Des autoroutes durables pour Charest


Quand il est arrivé au pouvoir, Jean Charest a pris un engagement fort pour orienter son gouvernement et la fonction publique dans une démarche de développement durable. En grande pompe, la Loi sur le développement durable a été adoptée.

Enfin un élu qui a compris, m’étais-je dit alors, mi-enthousiaste mi-sceptique.

Charest me déçoit
Depuis, ma déception est grande. Pour moi, elle se manifeste surtout au chapitre du développement du territoire, plus particulièrement dans nos routes.
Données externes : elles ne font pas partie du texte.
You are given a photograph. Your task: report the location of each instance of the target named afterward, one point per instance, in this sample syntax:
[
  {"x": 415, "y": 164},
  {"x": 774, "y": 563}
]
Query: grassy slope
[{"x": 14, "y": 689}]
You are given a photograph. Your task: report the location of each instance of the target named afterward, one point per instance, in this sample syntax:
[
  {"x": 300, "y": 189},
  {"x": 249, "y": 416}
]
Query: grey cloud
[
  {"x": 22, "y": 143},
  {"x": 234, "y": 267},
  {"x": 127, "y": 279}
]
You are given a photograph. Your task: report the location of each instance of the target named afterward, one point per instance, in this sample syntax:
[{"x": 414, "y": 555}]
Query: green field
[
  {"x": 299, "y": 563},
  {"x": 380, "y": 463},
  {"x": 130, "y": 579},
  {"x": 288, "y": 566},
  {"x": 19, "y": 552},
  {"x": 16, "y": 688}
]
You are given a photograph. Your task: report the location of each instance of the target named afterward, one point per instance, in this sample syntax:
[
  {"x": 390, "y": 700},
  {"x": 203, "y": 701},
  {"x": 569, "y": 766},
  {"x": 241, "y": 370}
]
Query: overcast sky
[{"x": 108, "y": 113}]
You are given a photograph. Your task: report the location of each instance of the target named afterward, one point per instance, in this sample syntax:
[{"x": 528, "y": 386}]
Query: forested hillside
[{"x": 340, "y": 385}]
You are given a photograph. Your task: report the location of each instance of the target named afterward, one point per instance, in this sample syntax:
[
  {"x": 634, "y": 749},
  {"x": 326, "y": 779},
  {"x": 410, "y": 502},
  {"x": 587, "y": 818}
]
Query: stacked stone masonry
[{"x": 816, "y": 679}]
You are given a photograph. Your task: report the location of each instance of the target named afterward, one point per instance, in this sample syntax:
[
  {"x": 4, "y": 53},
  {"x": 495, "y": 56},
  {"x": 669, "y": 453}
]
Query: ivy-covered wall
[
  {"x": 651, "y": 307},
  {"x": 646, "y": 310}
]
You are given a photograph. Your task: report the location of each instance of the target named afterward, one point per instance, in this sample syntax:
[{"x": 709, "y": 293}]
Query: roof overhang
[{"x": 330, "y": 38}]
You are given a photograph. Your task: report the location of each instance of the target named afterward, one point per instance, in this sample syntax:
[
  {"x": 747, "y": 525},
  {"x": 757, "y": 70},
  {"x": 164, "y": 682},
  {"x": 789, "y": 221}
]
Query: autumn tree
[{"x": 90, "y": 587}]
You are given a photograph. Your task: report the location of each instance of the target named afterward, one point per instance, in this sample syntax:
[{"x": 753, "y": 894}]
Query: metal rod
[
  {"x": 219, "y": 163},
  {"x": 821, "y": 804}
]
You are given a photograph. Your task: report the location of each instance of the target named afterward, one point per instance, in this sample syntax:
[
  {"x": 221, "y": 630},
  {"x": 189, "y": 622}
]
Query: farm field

Sous les libéraux de Charest, voici les annonces qui ont été faites en matière de transport (voire réalisées depuis):

  • prolongement de la 30 (pour contourner Montréal vers l’Ouest),
  • pont de la 25 (pour faire le lien entre le nord-est de Montréal et Laval),
  • élargissement de la 175 (qui traverse le parc des Laurentides entre Québec et Saguenay),
  • prolongement de la 5 (qui relie Gatineau et Wakefield),
  • prolongement de la route 138 (sur la Côte-Nord),
  • la transformation du boulevard Ville-Marie en autouroute (qui relie l’est de Montréal au centre-ville).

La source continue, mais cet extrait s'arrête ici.